Unfortunately, the auto industry is a tough place to make money. There is a lot of regulation, and a lot of competition. When it becomes too hard to make money honestly, cheating can become far too easily accepted. Rather than trying to revolutionize the auto making process, or the product itself, it can be a lot easier to push managers all the way down to the front-line of procurement, manufacturing or sales to simply cheat.

“Make your numbers” becomes a mantra. If you want to keep your job, or even more importantly if you want to move up, do whatever it takes to tell those above you what they want to hear. And those above don’t ask too many questions, don’t try to figure out how results happen – just keep applying pressure to those below to do what’s necessary to make the numbers.

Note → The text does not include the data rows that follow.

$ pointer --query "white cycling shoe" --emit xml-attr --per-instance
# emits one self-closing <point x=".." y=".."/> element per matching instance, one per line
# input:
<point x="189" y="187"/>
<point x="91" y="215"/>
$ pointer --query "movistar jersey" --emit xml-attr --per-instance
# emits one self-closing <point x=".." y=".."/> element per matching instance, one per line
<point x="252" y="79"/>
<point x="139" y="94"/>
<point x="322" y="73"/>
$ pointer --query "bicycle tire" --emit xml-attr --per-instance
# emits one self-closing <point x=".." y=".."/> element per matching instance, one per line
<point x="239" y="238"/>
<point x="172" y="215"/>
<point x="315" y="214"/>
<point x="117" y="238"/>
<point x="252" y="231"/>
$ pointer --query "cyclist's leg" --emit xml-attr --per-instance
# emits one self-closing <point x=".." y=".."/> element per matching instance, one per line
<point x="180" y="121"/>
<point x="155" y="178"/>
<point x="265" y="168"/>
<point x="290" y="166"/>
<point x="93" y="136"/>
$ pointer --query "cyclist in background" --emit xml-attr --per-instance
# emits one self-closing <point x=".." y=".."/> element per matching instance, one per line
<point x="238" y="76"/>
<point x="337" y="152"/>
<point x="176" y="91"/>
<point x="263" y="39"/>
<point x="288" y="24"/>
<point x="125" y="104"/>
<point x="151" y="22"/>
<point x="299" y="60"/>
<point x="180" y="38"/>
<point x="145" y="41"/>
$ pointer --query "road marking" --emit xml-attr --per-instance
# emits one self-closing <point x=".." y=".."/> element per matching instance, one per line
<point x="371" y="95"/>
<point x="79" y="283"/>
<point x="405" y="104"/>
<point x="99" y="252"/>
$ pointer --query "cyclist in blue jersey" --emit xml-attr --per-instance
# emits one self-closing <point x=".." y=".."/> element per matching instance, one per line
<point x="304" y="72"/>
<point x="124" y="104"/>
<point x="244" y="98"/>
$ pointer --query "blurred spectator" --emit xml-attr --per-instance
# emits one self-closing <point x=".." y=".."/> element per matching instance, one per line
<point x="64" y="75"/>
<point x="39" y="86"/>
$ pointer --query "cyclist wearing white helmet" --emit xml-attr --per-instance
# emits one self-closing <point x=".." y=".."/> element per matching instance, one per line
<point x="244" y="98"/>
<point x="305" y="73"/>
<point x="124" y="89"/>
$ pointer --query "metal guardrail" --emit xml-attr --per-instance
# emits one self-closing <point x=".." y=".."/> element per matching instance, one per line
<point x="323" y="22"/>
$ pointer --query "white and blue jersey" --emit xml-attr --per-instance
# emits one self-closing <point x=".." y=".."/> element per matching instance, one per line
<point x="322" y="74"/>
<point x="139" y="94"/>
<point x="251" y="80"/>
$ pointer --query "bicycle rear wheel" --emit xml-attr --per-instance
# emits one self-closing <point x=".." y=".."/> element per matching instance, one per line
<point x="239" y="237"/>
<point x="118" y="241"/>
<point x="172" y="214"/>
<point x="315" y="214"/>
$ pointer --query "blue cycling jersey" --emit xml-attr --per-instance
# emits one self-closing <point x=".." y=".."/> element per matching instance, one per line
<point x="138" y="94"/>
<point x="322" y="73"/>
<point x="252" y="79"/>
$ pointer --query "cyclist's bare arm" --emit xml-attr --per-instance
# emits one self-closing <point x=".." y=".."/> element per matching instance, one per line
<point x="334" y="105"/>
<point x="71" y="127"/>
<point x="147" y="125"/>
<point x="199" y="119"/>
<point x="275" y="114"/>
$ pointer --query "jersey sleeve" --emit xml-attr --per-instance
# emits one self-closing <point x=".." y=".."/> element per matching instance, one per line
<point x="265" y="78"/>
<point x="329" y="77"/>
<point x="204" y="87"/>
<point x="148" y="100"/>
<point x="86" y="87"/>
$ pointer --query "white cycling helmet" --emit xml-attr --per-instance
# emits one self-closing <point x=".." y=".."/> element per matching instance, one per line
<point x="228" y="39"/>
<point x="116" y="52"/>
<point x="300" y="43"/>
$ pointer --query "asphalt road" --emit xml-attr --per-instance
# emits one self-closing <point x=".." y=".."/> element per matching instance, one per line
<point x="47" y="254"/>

As VW and Takata showed us, eventually the company will be caught. And the consequences are severe. Now those companies, their customers, their employees and their shareholders are suffering. And industry regulations will tighten further to make it harder to cheat. Everyone loses when short-term results are the top goal, rather than building a sustainable long-term business.

Let’s hope for better leadership in 2016.